Magnus sintió el impulso irrefrenable de echar a correr hasta llegar a un escondrijo en el que ocultarse del mundo. Jamás había compartido aquel secreto con nadie; lo había enterrado en su interior, en un lugar tan profundo que apenas era consciente de su existencia. Las insinuaciones de Andreas Psellos le habían dejado anonadado.

Y ahora, el rey exponía su secreto a la luz como si fuera una pieza de caza recién desollada, un trofeo ensangrentado. Como si no significara nada.

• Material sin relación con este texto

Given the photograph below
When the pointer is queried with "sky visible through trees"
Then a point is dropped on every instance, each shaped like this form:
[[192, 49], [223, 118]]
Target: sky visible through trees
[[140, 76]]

—Tengo que irme —farfulló volviéndose hacia la puerta.

Su padre le sujetó por el hombro.

—Tranquilízate: no pienso decírselo a nadie. Tu secreto permanecerá oculto. Y si haces todo lo que te pida, te garantizo que ningún hombre tocará a Lucía. Puede que eso te sirva de consuelo.

En cuanto el rey le soltó, Magnus salió de la estancia y se precipitó por los corredores hasta llegar a su aposento. Cerró la puerta a su espalda, se apoyó contra la pared y se dejó caer hasta quedar sentado en el piso frío y gris. Era incapaz de enfrentarse a Lucía esa noche.